Speech synthesis has many applications, and it is the constant demand for better and more realistic representations of speech that drives the research on at such a rate. Speech synthesis is used extensively in automatic telephone answering services - BT estimate that its use in Directory Enquires for reading out numbers saves them millions a year.
SPeech synthesis involves representing a combination of the vocal folds (like a string instrument...) and the air breathed out (like a wind instrument...) with the resonance on the various cavities that alter the sound and change the values of the formants, thus affecting the timbre of the sound.

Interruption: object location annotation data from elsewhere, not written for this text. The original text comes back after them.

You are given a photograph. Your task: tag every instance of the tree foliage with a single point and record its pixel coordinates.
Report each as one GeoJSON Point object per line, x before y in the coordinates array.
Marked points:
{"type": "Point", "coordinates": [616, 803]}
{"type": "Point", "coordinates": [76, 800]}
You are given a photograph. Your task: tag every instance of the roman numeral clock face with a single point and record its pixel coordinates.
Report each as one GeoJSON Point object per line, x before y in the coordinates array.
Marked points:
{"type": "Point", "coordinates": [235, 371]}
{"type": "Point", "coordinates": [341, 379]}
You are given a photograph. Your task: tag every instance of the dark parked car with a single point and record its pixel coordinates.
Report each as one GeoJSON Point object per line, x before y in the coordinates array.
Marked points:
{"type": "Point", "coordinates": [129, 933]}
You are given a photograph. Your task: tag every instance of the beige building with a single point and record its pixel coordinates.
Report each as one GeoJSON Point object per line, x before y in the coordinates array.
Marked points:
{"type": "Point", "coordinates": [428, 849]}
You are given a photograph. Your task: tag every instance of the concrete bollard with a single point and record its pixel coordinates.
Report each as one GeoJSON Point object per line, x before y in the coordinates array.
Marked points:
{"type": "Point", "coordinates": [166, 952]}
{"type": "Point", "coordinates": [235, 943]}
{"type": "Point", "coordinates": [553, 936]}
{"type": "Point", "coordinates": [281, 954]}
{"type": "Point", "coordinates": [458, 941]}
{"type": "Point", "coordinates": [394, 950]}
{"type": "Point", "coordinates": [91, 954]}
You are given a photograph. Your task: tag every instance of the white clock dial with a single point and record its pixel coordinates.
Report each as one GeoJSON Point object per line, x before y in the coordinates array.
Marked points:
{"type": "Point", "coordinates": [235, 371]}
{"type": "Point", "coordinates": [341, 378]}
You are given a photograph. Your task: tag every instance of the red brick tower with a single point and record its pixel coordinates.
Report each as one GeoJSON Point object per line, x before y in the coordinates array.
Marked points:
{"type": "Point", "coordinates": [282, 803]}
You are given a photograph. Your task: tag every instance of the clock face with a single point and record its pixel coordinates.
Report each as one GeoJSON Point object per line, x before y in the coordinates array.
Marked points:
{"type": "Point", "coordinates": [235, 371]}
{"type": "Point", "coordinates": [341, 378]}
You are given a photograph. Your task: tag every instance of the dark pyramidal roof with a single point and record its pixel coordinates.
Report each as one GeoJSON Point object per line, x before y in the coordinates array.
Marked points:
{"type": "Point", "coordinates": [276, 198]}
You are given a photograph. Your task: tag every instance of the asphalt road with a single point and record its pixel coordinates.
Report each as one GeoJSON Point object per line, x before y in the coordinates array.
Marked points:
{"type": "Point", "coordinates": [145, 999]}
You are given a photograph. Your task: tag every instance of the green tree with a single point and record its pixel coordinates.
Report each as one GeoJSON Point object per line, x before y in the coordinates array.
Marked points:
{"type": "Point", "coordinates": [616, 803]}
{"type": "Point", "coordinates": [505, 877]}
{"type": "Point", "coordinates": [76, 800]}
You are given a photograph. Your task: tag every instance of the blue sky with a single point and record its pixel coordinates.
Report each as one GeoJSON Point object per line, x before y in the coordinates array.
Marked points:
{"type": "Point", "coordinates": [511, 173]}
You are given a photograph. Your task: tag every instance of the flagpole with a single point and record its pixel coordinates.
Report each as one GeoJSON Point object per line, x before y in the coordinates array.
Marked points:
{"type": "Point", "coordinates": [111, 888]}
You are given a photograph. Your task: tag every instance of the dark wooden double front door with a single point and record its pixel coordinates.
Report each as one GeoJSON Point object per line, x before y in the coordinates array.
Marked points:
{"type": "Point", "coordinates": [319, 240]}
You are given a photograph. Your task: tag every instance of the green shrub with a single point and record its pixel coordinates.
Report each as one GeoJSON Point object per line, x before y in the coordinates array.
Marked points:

It is a complicated system which is why it is difficult to synthesise, but despite the problems, good progress is being made.
One of the problems facing speech synthesisers are to do with the large number of ways that certain phonemes (the most basic sounds in a language - there are 44 in English) are connected - for example my mouth does not hold the same position for the b in bed as for the b in bid, since I am already starting to think about changing to an e or and i and this is reflected in the sound of the b. If I was to take samples so that I can just connect together the phonemes, I would need many more than 44 to include all the subtle variations depending on the following and preceding sounds.
Another major problem is the emphasis a human will give to words - by raising or lowering the pitch, or by slowing down and speeding up, or by making some words louder than others. Even more difficult to synthesise are the whoops of delight of groans of defeat that we all make, which seem perfectly simple to humans but which are a very different matter for computers.